Significance Telomerase is an enzyme that replicates chromosome ends to facilitate continued stem cell division. Mutations in telomerase or in telomerase-related genes result in stem cell-dysfunction diseases, such as dyskeratosis congenita (DC). Despite its devastating nature, DC currently has no cure. Here we report the crystal structure of a mutant protein implicated in DC to reveal how the mutation disrupts a region of the protein essential for telomerase function. Furthermore, we demonstrated that this mutation, when introduced into a human cell line, is sufficient to cause the cellular underpinnings of DC. Our results therefore make the strong prediction that correcting the mutation in the stem cells of the patient will reverse the cellular symptoms of disease. Telomerase replicates chromosome ends to facilitate continued cell division. Mutations that compromise telomerase function result in stem cell failure diseases, such as dyskeratosis congenita (DC). One such mutation (K170Δ), residing in the telomerase-recruitment factor TPP1, provides an excellent opportunity to structurally, biochemically, and genetically dissect the mechanism of such diseases. We show through site-directed mutagenesis and X-ray crystallography that this TPP1 disease mutation deforms the conformation of two critical amino acids of the TEL [TPP1’s glutamate (E) and leucine-rich (L)] patch, the surface of TPP1 that binds telomerase. Using CRISPR-Cas9 technology, we demonstrate that introduction of this mutation in a heterozygous manner is sufficient to shorten telomeres in human cells. Our findings rule out dominant-negative effects of the mutation. Instead, these findings implicate reduced TEL patch dosage in causing telomere shortening. Our studies provide mechanistic insight into telomerase-deficiency diseases and encourage the development of gene therapies to counter such diseases.

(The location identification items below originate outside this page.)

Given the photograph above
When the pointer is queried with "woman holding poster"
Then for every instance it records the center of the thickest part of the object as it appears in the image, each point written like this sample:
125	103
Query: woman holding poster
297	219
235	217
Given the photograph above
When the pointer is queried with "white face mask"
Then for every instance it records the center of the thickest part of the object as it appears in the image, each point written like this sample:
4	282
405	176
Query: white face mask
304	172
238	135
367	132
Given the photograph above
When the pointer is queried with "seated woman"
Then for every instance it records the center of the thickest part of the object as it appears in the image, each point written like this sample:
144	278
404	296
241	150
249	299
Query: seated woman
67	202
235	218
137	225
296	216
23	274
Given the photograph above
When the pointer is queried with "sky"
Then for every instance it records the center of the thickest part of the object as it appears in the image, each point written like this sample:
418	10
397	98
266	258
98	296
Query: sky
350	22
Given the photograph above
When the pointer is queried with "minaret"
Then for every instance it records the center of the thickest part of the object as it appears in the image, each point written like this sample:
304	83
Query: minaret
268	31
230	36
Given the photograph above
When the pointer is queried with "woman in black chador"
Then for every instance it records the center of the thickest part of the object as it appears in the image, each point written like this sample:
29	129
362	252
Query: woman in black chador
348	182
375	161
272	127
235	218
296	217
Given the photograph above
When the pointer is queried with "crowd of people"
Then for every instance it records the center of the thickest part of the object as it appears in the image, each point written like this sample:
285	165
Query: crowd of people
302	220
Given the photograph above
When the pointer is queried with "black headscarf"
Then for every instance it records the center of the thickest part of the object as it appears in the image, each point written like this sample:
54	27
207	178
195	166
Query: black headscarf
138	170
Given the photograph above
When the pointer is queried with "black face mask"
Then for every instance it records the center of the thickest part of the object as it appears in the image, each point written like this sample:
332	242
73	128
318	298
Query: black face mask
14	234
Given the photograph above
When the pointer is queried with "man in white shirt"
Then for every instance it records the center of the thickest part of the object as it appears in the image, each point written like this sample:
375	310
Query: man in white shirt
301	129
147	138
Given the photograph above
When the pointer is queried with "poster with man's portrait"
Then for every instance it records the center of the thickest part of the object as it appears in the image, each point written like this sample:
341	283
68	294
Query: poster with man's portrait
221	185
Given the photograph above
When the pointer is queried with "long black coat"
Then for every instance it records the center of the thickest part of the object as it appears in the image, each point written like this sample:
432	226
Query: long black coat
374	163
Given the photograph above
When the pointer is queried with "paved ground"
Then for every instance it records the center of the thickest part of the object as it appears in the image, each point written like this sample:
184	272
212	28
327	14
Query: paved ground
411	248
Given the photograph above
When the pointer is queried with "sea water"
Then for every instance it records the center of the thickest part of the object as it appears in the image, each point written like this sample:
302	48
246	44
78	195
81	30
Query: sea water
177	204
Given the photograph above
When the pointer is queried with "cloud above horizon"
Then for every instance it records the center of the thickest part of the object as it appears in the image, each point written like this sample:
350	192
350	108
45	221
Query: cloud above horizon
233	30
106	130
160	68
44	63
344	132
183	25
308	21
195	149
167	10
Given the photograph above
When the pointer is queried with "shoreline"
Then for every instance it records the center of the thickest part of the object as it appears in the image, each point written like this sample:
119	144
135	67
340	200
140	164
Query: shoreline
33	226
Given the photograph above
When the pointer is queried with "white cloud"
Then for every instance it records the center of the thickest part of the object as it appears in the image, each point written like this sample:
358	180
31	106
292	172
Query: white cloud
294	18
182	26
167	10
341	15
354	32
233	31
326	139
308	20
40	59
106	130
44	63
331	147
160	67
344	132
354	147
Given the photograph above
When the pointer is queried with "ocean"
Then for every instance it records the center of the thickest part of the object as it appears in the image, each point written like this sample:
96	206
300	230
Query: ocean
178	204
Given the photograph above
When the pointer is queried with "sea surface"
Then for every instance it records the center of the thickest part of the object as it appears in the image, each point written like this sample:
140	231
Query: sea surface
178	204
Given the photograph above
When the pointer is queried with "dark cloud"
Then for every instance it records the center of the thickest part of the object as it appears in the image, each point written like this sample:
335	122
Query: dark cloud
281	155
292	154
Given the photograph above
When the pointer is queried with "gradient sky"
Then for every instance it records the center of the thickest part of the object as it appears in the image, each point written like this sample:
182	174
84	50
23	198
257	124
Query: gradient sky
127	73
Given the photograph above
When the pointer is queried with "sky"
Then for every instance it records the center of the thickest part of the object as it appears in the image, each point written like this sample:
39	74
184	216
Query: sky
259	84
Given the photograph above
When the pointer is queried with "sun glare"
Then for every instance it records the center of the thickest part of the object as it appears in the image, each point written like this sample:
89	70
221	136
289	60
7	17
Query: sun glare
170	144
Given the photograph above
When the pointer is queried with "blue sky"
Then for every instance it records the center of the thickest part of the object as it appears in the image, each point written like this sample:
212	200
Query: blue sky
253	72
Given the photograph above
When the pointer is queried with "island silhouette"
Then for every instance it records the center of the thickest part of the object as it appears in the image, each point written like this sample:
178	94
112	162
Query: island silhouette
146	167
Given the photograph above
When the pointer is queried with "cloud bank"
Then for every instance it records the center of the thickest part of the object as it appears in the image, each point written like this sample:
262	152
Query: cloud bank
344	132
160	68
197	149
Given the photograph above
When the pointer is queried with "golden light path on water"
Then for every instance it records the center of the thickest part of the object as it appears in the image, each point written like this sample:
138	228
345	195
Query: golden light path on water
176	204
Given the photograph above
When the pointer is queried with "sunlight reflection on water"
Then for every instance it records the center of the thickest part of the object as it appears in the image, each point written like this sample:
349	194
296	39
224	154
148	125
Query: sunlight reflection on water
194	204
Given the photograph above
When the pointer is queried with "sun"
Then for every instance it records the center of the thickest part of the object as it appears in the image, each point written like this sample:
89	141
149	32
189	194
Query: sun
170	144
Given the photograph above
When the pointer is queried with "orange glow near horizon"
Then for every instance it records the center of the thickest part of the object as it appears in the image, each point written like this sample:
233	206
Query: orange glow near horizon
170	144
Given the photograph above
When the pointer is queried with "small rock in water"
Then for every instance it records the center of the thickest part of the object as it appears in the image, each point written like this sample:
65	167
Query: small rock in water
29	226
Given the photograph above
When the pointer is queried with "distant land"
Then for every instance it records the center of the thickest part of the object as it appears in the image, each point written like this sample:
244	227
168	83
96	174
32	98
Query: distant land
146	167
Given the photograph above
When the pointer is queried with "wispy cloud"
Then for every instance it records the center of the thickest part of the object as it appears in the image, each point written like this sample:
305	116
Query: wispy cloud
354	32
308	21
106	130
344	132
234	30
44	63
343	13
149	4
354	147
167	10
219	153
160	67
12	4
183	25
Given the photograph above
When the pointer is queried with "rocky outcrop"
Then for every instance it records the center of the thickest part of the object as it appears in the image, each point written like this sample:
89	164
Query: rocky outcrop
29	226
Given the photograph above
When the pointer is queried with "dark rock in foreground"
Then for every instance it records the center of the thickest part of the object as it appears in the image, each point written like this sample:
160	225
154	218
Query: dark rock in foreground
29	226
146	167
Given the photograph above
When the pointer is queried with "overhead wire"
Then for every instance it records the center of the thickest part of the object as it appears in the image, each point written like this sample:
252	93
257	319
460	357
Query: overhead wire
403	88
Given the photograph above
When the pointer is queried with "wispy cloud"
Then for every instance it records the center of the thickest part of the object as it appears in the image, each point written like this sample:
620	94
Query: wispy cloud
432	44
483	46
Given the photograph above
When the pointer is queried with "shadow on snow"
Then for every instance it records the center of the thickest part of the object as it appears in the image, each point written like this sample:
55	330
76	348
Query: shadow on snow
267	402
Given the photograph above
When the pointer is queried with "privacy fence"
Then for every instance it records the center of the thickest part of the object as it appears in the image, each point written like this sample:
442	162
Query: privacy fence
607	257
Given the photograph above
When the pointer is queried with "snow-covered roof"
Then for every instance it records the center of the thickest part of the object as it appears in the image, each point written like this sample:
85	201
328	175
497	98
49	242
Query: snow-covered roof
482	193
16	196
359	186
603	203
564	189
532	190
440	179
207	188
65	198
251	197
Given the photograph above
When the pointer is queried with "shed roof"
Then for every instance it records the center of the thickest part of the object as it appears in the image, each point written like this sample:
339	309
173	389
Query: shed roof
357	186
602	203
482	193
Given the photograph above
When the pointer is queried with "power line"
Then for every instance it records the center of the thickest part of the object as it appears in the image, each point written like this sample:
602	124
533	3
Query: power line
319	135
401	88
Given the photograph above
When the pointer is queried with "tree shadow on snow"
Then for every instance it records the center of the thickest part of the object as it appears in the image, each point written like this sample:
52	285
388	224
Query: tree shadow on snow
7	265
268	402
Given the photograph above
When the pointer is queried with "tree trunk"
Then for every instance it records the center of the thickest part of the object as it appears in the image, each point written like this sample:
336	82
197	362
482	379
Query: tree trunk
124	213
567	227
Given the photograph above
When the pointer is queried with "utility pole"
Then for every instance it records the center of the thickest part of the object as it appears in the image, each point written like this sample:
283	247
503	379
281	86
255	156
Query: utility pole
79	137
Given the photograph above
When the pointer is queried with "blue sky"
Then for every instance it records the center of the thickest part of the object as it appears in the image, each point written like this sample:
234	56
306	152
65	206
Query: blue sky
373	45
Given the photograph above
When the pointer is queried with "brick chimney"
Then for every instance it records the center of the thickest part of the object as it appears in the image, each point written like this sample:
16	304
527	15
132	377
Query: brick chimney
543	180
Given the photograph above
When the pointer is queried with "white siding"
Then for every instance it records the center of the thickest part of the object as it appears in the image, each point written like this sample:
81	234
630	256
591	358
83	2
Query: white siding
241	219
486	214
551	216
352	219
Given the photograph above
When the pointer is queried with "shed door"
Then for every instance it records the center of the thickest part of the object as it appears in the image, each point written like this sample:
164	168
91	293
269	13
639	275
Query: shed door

Dissecting the telomere-inner nuclear membrane interface formed in meiosis

Tethering telomeres to the inner nuclear membrane (INM) allows homologous chromosome pairing during meiosis. The meiosis-specific protein TERB1 binds the telomeric protein TRF1 to establish telomere–INM connectivity and is essential for mouse fertility. Here we solve the structure of the human TRF1–TERB1 interface to reveal the structural basis for telomere–INM linkage. Disruption of this interface abrogates binding and compromises telomere–INM attachment in mice. An embedded CDK-phosphorylation site within the TRF1-binding region of TERB1 provides a mechanism for cap exchange, a late-pachytene phenomenon involving the dissociation of the TRF1–TERB1 complex. Indeed, further strengthening this interaction interferes with cap exchange. Finally, our biochemical analysis implicates distinct complexes for telomere–INM tethering and chromosome-end protection during meiosis. Our studies unravel the structure, stoichiometry, and physiological implications underlying telomere–INM tethering, thereby providing unprecedented insights into the unique function of telomeres in meiosis.